Last week, Mayor Bill de Blasio's budget director, Melanie Hartzog, said the city expects to spend roughly $20 million to combat the virus spread. That parallels what the city spent on the Ebola virus several years ago, she added. All agencies combined, the city has spent about $3.8 million, according to Hartzog.
The federal government last week authorized $8.3 billion in emergency funding for COVID-19, with $35 million earmarked for New York State.
Health + Hospitals has worked amid disasters such as Sept. 11 and Hurricane Sandy.
H+H has long been a strain on the city’s operating and capital budgets. Projected cuts from the state as it seeks to close its own gaps related to Medicaid and uncertainty regarding federal funding loom large.
“We certainly don’t need additional headwinds given the challenging and evolving situation we’re dealing with,” said senior vice president Matthew Siegler.
Gov. Andrew Cuomo has reconvened his 21-member Medicaid redesign team, which to the chagrin of some advocates lacks city and H+H representation. The panel is looking to identify $2.5 billion in statewide savings.
While the impact on H+H remains unclear, the proposed state budget presentation contains language permitting the governor to implement across-the-board cuts should the $2.5 billion in savings not materialize by April 1.
H+H remains the city’s largest healthcare provider to Medicaid patients and people without health insurance. The system relies heavily on Medicaid revenues — $2.2 billion in fiscal 2020 — while payments under the Disproportional Share Hospital under supplemental Medicaid and city support in FY20 account for $2.5 billion and $899 million, respectively.
A December report by the watchdog Citizens Budget Commission said Medicaid accounted for, on average, 54% of patient revenue and 56% of the operating deficit at H+H in recent years.
Without revenue enhancements and cost-cutting, H+H is projected to have operating losses of $1.3 billion to $1.9 billion over four years.

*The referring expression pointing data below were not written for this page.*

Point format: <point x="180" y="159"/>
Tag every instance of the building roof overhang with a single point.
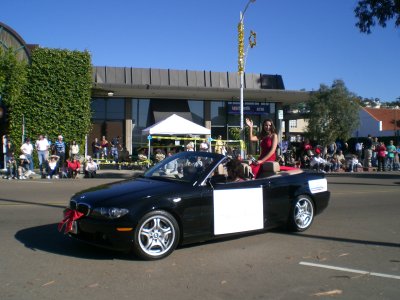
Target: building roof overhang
<point x="193" y="85"/>
<point x="224" y="94"/>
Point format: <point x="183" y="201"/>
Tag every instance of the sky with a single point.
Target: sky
<point x="308" y="42"/>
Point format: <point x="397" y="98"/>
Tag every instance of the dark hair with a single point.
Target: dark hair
<point x="263" y="132"/>
<point x="235" y="169"/>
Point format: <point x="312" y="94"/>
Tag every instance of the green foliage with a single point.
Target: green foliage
<point x="57" y="97"/>
<point x="13" y="78"/>
<point x="367" y="11"/>
<point x="333" y="113"/>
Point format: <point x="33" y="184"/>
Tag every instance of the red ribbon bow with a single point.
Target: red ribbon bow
<point x="70" y="216"/>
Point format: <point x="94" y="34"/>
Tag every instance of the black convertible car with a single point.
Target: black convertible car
<point x="187" y="198"/>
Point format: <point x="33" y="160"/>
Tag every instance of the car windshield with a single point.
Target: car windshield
<point x="187" y="167"/>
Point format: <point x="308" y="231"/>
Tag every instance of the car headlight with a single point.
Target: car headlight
<point x="111" y="212"/>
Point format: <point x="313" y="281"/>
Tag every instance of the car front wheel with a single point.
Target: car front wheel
<point x="302" y="214"/>
<point x="156" y="235"/>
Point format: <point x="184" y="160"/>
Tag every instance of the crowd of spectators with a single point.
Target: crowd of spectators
<point x="370" y="154"/>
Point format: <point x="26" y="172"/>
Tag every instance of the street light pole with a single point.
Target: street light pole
<point x="241" y="66"/>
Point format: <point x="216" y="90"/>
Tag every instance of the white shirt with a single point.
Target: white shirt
<point x="27" y="149"/>
<point x="42" y="145"/>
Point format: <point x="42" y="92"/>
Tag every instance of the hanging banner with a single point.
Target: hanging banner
<point x="249" y="109"/>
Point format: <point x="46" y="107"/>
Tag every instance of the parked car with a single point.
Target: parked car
<point x="186" y="198"/>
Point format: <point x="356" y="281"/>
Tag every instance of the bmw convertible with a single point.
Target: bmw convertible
<point x="188" y="198"/>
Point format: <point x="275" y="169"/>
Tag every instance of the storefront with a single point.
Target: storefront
<point x="127" y="100"/>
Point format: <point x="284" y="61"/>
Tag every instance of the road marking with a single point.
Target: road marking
<point x="349" y="270"/>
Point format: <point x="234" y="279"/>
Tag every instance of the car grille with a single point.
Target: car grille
<point x="81" y="207"/>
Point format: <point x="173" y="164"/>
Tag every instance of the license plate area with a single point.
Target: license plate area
<point x="74" y="228"/>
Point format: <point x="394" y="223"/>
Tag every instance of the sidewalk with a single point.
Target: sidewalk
<point x="101" y="174"/>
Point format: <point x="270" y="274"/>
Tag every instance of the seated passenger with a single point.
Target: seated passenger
<point x="90" y="168"/>
<point x="23" y="168"/>
<point x="73" y="167"/>
<point x="235" y="170"/>
<point x="52" y="166"/>
<point x="172" y="166"/>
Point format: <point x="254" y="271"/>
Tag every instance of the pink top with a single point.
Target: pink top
<point x="266" y="145"/>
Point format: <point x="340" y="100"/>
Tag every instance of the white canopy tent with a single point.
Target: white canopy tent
<point x="176" y="125"/>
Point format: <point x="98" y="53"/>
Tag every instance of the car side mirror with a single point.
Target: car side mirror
<point x="216" y="179"/>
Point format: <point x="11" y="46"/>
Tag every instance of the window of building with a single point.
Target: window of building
<point x="108" y="109"/>
<point x="292" y="123"/>
<point x="197" y="109"/>
<point x="218" y="113"/>
<point x="98" y="107"/>
<point x="115" y="109"/>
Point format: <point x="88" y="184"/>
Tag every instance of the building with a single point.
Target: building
<point x="127" y="100"/>
<point x="378" y="122"/>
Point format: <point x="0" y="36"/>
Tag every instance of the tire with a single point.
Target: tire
<point x="301" y="214"/>
<point x="156" y="235"/>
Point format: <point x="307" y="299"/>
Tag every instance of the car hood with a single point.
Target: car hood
<point x="117" y="193"/>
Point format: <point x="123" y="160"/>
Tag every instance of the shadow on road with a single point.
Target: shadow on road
<point x="339" y="239"/>
<point x="47" y="238"/>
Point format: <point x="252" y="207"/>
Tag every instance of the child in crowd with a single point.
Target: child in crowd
<point x="52" y="167"/>
<point x="90" y="168"/>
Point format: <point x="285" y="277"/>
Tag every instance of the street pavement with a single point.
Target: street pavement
<point x="350" y="252"/>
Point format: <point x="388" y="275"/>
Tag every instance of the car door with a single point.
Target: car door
<point x="232" y="207"/>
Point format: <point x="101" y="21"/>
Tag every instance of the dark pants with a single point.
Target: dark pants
<point x="381" y="164"/>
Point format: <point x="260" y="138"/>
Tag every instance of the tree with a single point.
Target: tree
<point x="333" y="113"/>
<point x="370" y="11"/>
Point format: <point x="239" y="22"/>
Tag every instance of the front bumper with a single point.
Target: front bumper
<point x="104" y="233"/>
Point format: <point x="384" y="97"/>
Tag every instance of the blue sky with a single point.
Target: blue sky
<point x="308" y="42"/>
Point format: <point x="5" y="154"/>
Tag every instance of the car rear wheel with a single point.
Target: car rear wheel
<point x="302" y="214"/>
<point x="156" y="235"/>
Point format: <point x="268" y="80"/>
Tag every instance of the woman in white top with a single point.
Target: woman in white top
<point x="42" y="148"/>
<point x="74" y="151"/>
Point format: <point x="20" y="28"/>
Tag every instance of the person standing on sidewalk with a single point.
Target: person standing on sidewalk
<point x="381" y="156"/>
<point x="60" y="149"/>
<point x="391" y="150"/>
<point x="42" y="148"/>
<point x="27" y="150"/>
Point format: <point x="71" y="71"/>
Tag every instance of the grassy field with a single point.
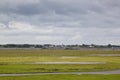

De Blasio in 2016 began a transformation plan called “One New York: Health Care for our Neighborhoods.”
H+H reported just under $900 million in outside revenue in fiscal year 2020, including $773 million in city funding, $110 million in intracity funding, $2 million in city noncash funding, and $13 million in federal funding.
For fiscal 2021, it reports $1.058 billion in outside revenue, including $970 million in city funding, $85 million in intracity funding, and $2 million in city non-cash funding, with no federal funds recorded.
According to Siegler, H+H closed with first half of fiscal 2020 with a “strong” cash balance of $790 million.
The system, he said, is generating more revenue through more efficient billing of insurance companies; improving its outpatient coding and physician billing practices; and signing more patients for insurance. “We’ve seen a 20% increase in insurance applications,” he said.
“We’re negotiating with insurance companies for fair fates for the services they provide, as well as settling for back payments they owe us,” Siegler added. “We’re providing more specialized clinical services with higher reimbursement rates while continuing to expand access to primary care for all.”